On November 9, 1970, George Thornton, an engineer at the Oregon Department of Transportation, had a mission: remove a 45-foot sperm whale washed ashore the Oregon coast just south of the Siuslow River. But how?
As The Oregonian‘s Stuart Tomlinson puts it in Thornton’s obituary in 2013:
ODOT officials struggled with what to do with the whale. Rendering plants said no thanks. Burying was iffy because the waves would likely have just uncovered the carcass. It was too big to burn.
So the plan was hatched: Let’s blow it up, scatter it to the wind and let the crabs and seagulls clean up the mess. So Thornton and his crew packed 20 cases of dynamite around the leeward side of the whale, thinking most of it would blow into the water. At 3:45 p.m. Thursday, Nov. 12, the plunger was pushed.

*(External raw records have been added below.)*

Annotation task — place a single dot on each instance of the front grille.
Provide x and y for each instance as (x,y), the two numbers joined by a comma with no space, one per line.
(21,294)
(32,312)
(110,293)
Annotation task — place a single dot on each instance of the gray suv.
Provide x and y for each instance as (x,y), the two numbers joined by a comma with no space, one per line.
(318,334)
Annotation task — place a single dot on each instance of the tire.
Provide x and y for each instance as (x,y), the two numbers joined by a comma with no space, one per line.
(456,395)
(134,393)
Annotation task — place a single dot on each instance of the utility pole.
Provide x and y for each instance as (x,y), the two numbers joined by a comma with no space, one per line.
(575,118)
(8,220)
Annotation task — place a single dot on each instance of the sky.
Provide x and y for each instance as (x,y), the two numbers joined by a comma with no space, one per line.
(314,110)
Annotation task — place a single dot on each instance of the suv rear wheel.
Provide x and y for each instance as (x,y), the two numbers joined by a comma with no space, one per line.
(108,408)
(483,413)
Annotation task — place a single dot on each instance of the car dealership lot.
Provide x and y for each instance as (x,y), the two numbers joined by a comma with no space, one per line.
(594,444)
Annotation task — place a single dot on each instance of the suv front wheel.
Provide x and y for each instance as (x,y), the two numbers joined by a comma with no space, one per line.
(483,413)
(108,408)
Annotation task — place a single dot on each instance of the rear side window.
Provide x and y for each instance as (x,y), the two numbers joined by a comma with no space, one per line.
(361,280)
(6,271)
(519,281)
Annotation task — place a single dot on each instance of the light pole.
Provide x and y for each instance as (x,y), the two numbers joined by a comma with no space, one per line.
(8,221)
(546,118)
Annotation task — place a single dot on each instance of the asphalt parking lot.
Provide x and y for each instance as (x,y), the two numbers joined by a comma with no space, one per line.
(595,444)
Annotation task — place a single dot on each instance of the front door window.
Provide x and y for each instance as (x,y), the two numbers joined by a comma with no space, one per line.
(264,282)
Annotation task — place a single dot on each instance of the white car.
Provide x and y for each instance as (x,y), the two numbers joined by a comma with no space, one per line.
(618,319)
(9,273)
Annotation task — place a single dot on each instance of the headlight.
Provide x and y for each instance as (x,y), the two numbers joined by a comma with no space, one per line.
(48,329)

The whale blew up, all right, but the 1/4 mile safety zone wasn’t quite large enough. Whale blubber and whale parts fell from the sky, smashing into cars and people. No one was hurt, but pretty much everyone was wearing whale bits and pieces.
At that moment on November 12, 1970—45 years ago today—the decaying whale erupted into the public consciousness and eventually became a viral sensation. It was keyboard cat before cats had keyboards. “[It] went viral before the internet had the infrastructure to support viral videos,” Andrew David Thaler wrote in Vice‘s definitive history, “when mailing a six minute clip via USPS was faster than downloading.”